In an unprecedented display of discipline, both Georgia and Alabama have reportedly cracked open their rulebooks for the first time since 1982. Sources confirm this radical move was inspired by that ancient college relic known as “Coach’s Clipboard.”
Rather than relying on customary mud-wrestling tactics in the tunnel, players this year are following actual play designs—though skeptics note several still pause mid-snap to consult their horoscopes. The referees, pleasantly surprised by fewer flag parades, described the matchup as “almost sporty.”
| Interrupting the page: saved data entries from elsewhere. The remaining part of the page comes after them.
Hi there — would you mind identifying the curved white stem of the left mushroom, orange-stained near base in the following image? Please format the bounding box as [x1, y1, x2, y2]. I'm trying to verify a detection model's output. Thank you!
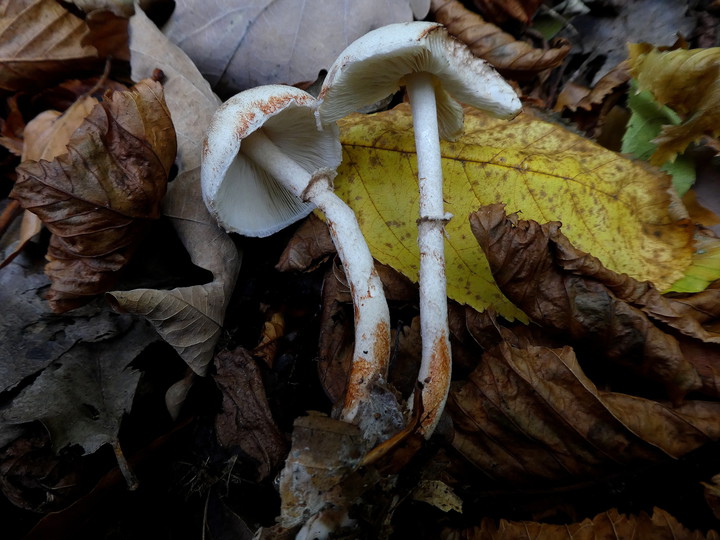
[241, 129, 390, 423]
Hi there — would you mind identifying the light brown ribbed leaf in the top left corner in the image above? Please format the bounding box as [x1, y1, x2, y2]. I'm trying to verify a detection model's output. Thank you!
[0, 0, 100, 91]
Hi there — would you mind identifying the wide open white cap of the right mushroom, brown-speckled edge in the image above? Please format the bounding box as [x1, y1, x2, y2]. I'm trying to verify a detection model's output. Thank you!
[316, 22, 521, 139]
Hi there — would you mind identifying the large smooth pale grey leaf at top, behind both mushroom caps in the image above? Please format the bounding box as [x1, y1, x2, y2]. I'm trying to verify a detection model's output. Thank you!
[163, 0, 427, 94]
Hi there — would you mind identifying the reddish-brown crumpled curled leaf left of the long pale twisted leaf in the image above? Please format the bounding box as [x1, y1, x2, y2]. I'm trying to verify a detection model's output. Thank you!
[11, 77, 175, 312]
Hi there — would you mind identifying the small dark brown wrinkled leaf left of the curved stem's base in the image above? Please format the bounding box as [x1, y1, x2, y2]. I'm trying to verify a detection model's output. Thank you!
[213, 349, 288, 481]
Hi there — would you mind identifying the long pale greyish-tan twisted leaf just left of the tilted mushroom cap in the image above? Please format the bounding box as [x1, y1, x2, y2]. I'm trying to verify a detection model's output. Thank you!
[110, 9, 240, 375]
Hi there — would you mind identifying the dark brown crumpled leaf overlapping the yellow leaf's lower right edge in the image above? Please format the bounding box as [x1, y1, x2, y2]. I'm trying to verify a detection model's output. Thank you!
[470, 204, 701, 399]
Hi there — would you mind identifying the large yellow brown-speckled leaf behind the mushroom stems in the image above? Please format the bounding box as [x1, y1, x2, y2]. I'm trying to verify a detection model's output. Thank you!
[335, 105, 692, 320]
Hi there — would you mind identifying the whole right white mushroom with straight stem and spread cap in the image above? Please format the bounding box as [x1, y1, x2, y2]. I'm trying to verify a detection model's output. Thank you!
[316, 22, 521, 437]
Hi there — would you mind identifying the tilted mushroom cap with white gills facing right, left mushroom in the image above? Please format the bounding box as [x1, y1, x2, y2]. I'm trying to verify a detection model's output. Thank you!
[200, 85, 342, 237]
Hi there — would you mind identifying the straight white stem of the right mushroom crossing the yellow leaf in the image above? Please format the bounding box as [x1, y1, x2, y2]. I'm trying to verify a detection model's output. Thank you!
[405, 72, 452, 438]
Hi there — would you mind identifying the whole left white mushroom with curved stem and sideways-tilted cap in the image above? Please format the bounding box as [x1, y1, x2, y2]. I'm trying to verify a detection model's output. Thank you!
[201, 85, 390, 422]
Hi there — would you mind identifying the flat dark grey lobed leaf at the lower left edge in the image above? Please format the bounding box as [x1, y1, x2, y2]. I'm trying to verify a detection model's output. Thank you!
[0, 255, 159, 460]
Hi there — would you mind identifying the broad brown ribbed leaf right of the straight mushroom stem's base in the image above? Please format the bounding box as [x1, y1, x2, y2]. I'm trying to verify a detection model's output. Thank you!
[448, 343, 720, 485]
On the sidelines, cheerleaders have ditched choreographed sword-fighting and returned to traditional pom-pom waving, because apparently, that counts as “spirited support.” Meanwhile, band members begrudgingly admitted they only learned more than three notes to avoid getting scolded by the drum major.
Fans, now deprived of their usual brawl-or-bail tradition at halftime, have cautiously taken up knitting and interpretive dance to fill the void. Merch sellers struggle to market “Clean-Play Champions” T-shirts, but confident parents already pre-ordered them for graduation gifts.
In short, this year’s biggest difference is simple: someone—somewhere—actually read the manual. The resulting sensation of organized chaos has everyone asking the same question: will rules ever catch on elsewhere in sports?